Operations

UMass Amherst offers 12 new on-campus food stations

From vegan to gluten-free, this campus offers a little bit of everything.

Sept. 12—David Placzek selects raw vegetables from a food counter and drops them into a bowl. In go pieces of onion, rounds of squash, broccoli florets, and slices of colorful bell peppers. He hands it to a chef at a wok, and asks for chicken with spices. In minutes, Placzek’s steaming stir-fried lunch is ready to eat.

The 21-year-old University of Massachusetts-Amherst senior has just visited one of 12 food stations in the newly renovated Hampshire Dining Commons. He might have also sampled made-to-order sushi, rotisserie chicken, gluten-free enchiladas, blackened tilapia, vegetable spaghetti casserole, and more. “I love how many options the dining commons always have out,” Placzek e-mails later.

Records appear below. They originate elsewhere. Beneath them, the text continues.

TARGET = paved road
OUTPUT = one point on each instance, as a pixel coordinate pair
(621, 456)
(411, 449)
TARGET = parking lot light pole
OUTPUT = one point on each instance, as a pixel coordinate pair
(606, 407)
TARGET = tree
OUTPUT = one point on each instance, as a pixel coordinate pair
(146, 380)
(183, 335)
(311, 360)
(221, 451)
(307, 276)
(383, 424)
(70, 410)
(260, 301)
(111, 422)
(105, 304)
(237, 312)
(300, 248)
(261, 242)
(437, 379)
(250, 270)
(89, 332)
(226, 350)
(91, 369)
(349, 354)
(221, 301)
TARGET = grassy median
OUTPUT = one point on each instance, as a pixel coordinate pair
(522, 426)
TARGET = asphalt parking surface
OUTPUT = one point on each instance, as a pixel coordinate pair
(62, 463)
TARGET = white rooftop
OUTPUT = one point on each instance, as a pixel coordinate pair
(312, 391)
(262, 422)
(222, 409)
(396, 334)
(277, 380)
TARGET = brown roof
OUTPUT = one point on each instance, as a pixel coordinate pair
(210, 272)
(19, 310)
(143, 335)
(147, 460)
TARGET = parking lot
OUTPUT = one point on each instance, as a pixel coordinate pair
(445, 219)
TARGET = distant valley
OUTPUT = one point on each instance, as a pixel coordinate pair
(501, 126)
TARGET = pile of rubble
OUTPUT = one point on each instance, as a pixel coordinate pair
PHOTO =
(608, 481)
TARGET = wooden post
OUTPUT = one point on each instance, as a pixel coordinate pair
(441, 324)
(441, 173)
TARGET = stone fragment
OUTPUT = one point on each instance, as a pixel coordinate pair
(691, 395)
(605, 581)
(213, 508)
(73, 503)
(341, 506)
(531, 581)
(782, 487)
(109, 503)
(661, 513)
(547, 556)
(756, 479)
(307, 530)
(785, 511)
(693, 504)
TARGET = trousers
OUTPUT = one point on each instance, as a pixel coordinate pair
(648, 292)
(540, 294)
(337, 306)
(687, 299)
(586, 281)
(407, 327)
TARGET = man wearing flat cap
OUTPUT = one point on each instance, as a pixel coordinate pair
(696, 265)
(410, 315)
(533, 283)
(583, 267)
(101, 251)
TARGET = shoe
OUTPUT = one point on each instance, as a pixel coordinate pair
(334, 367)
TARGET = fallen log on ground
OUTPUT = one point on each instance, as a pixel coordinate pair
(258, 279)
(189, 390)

Last month UMass-Amherst was ranked No. 3 in The Princeton Review’s top 20 for the Best Campus Food list. Findings are based on a recent survey of 126,000 students at 378 colleges. (In 2003, UMass-Amherst food was so bad it made the top 20 list for “Is it Food?”) What distinguishes the dining options now, according to nutritionists and food service representatives, is its commitment to healthy and sustainable food. The campus has four main dining commons, but it is Hampshire, which opened Aug. 6 after nine months and a $15.5 million renovation, that the university hopes will be a model for others around the country.